Die Anfänge von Straight Edge in den 1980er Jahren lagen vor allem in der Unzufriedenheit einzelner MusikerInnen der Punkszene mit den dort vorherrschenden Standpunkten. Sie waren Anfeindungen ausgesetzt, weil sie sich nicht an den Gepflogenheiten beteiligten, Alkohol zu trinken, zu rauchen oder Drogen zu nehmen. Die Textzeile »don't fuck« löste auch heftige Diskussionen innerhalb der Band Minor Threat aus.
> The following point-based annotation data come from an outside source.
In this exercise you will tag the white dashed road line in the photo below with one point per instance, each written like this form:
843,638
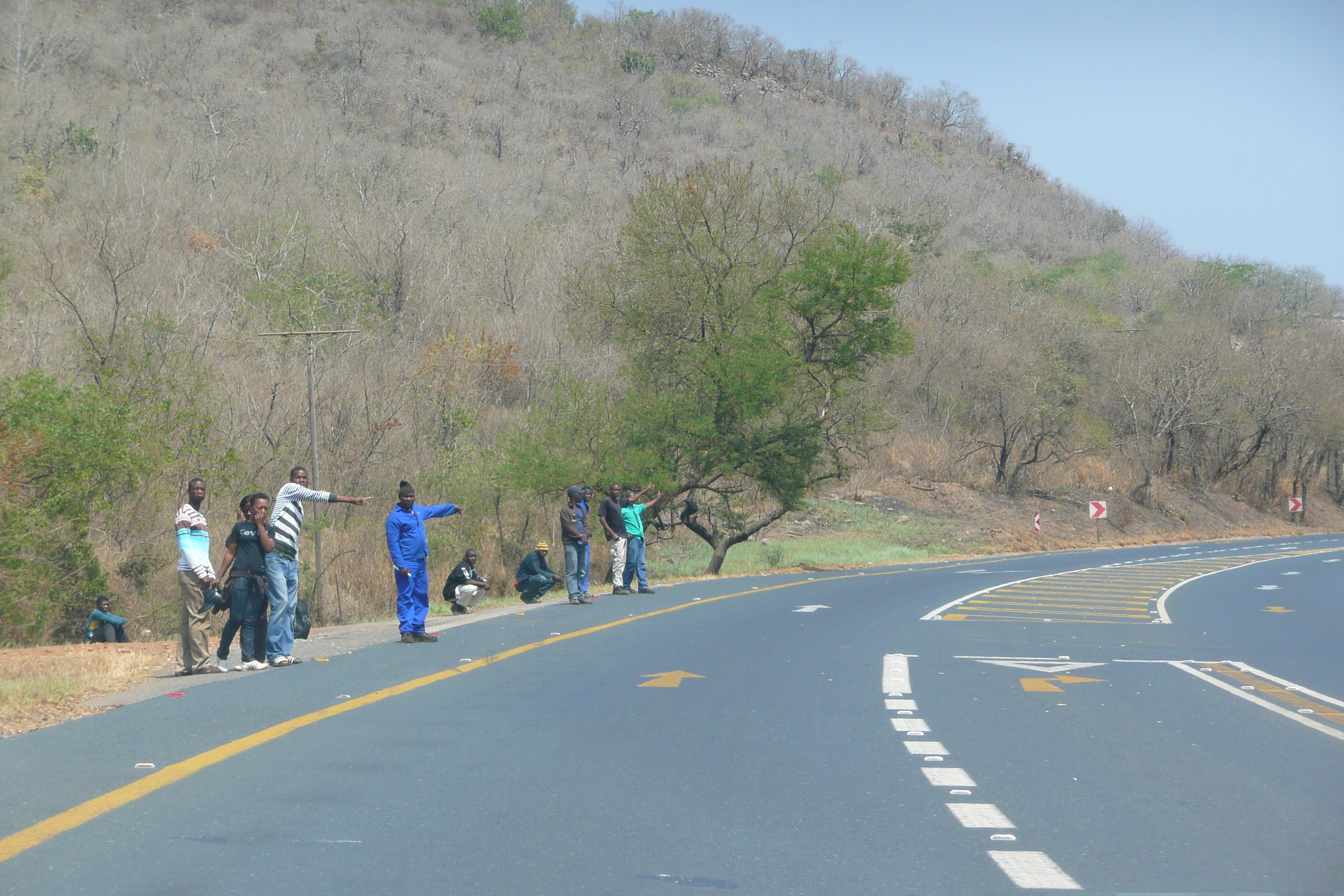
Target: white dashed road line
979,816
896,675
1026,870
948,777
1033,871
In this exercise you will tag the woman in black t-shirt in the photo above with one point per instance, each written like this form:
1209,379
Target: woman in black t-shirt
245,570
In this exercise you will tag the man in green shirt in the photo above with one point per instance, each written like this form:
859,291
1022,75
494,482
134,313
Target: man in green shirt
104,625
634,516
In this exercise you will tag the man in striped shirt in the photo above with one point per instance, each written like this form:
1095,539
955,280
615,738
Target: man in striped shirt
195,575
287,519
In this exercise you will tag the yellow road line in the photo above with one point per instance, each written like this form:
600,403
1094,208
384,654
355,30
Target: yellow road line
85,812
1281,694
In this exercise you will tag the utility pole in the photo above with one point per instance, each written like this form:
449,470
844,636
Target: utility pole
311,336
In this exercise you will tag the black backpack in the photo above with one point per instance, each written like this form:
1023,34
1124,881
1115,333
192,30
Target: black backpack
303,621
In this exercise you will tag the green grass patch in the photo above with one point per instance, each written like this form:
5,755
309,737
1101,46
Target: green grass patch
848,537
Oft als allgemein sexkritische Äußerung missverstanden, richtet sie sich gegen verantwortungslosen Umgang mit Sex.

In der folgenden Entwicklung von Straight Edge fanden verstärkt politische Haltungen Einzug in die Szene, allen voran Konsumkritik und Kritik an Alkohol- und Tabakkonzernen. Eine wichtige Subströmung ist Vegan Straight Edge, die sich für Tierrechte einsetzt. Allerdings kam es in manchen lokalen Szenen auch zu gewalttätigen Übergriffen von Straight Edger­Innen gegenüber Alkohol trinkenden oder rauchenden Menschen.
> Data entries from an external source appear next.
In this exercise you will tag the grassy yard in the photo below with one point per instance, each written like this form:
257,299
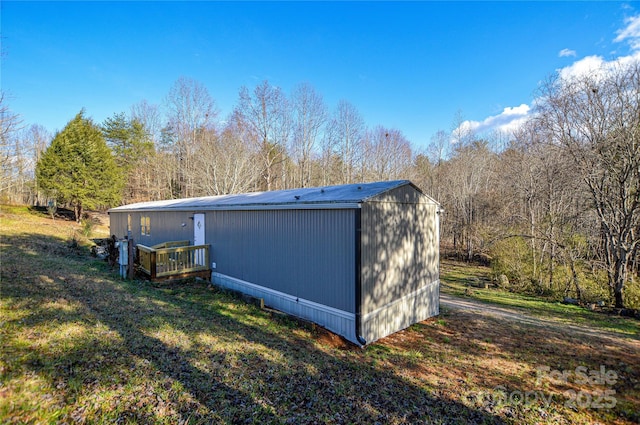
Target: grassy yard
466,280
79,345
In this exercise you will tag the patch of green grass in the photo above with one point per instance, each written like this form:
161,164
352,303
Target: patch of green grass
456,278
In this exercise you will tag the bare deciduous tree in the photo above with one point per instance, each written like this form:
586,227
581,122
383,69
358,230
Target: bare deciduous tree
265,113
595,119
309,118
344,142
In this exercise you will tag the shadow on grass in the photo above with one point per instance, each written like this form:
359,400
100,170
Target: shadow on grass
129,351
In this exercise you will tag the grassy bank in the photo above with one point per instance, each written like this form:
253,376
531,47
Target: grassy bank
80,345
466,280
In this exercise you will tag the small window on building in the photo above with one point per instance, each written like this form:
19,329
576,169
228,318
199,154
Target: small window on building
145,225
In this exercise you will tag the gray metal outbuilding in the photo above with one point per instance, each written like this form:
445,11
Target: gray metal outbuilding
361,260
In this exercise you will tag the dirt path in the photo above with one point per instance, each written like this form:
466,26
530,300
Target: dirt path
479,308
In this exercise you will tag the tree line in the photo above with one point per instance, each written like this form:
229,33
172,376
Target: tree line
554,208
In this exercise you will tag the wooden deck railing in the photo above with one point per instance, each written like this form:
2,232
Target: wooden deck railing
174,260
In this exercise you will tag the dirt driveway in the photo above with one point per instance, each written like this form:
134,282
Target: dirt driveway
479,308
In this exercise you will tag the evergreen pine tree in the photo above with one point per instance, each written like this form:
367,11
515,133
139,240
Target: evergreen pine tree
78,168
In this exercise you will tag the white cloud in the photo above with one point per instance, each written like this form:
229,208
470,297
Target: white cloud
630,33
566,53
509,120
512,118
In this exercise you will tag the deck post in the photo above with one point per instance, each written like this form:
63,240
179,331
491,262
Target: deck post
130,272
152,262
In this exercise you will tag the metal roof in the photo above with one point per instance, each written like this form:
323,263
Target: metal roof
342,196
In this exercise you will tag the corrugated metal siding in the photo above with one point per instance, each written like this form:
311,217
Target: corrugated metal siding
399,252
165,226
305,253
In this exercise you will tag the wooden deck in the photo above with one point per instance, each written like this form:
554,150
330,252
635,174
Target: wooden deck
174,260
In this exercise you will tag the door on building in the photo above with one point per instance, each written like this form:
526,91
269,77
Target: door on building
198,236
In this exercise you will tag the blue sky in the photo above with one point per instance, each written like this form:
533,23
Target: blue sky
406,65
Das Buch gibt einen Überblick über die Entwicklung der Straight Edge Szene und über wichtige Strömungen der Bewegung. Besondere Beachtung findet die politische Dimension, die stets zwischen konservativem Puritanismus und linksradikalem Aktivismus pendelt. Hierzu werden einige in der Szene einflussreiche Songtexte zitiert.

Das gerade mal 70 Seiten starke Büchlein liest sich spannend und flüssig. Interessant wäre eine CD-Beilage gewesen, um die vielen zitierten Songtexte auch hören zu können. Allerdings könnten die Songs die nicht an Punk und Hardcore gewöhnten Leser­Innen auch verschrecken.